Drake does not have a dress code related to tattoos for professors. Pilcher, who worked in public education for 30 years prior to coming to Drake, found that his tattoos often assisted him in his work, despite common perceptions that they are unprofessional.
“They would come in and say ‘Can I speak to an administrator?’ and I would say, ‘You are.’ You could immediately see their perception change from confrontational to more cooperative because I looked like them,” Pilcher said. “I wasn’t some stodgy asshole in a suit and tie. In some ways, it actually helps your professionalism.”
Philosophy professor Jennifer McCrickerd started getting tattoos later in life at age 30. She said her students inspired her decision to start getting tattoos.
“It was a moment when a lot of students were getting tattoos, and so it was on my radar as a thing that I could do,” McCrickerd said. “I’m the sort of person who waits until I have something that I really, really like. I think I might have always had this sort of, ‘If I were going to get a tattoo, it would be this.’ It was sort of on my radar. I just decided [that] this is an image that I have liked a lot for almost all of my adult life, and so I’m willing to commit to it.”
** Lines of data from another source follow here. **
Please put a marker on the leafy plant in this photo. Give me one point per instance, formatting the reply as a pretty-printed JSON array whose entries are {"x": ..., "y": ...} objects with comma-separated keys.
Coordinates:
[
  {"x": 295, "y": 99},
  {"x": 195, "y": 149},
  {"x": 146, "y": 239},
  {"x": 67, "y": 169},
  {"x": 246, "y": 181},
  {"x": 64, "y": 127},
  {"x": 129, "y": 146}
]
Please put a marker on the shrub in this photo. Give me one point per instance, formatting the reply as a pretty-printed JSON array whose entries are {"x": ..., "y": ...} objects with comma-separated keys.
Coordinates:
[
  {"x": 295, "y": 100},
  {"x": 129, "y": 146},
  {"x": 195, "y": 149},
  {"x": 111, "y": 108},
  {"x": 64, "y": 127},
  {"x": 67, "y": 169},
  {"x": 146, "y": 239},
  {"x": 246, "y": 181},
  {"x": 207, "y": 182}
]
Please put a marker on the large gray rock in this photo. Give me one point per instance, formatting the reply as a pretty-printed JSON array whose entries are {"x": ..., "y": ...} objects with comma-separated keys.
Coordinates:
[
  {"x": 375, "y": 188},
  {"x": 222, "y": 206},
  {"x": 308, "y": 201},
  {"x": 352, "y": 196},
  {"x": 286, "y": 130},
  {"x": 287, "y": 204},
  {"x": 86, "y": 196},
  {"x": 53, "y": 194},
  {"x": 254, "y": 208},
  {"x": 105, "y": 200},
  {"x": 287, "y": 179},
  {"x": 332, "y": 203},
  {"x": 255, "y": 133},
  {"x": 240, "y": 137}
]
McCrickerd agrees that her tattoos do not conflict with her ability to be professional. She has not noticed specifically being judged for having tattoos, although it could have happened.
“I think the fact that I’m a professor already, it’s entirely possible that my job means people already put me in another category of sort of like, ‘Oh, she’s going to be odd anyway, so this is just another oddity,’” McCrickerd said.
McCrickerd has one full-arm sleeve, another partial arm sleeve, a tattoo on her back and one on her ankle. The tattoos on her right arm are all notable buildings from the course of her life, including the building that housed the philosophy department at her college.
“The tattoo that I have, which I’m probably going to be getting covered at some point — it doesn’t quite work — is the skylight in the [Oreon Scott Chapel] from underneath,” McCrickerd said. “It’s cool in concept, but it looks more like a flying saucer. If you didn’t know what it was, you would be mystified. It just didn’t land the way that I hoped it would have.”
Tattoos are an opportunity for conversation for McCrickerd, and she sees them as a way of putting herself out into conversations.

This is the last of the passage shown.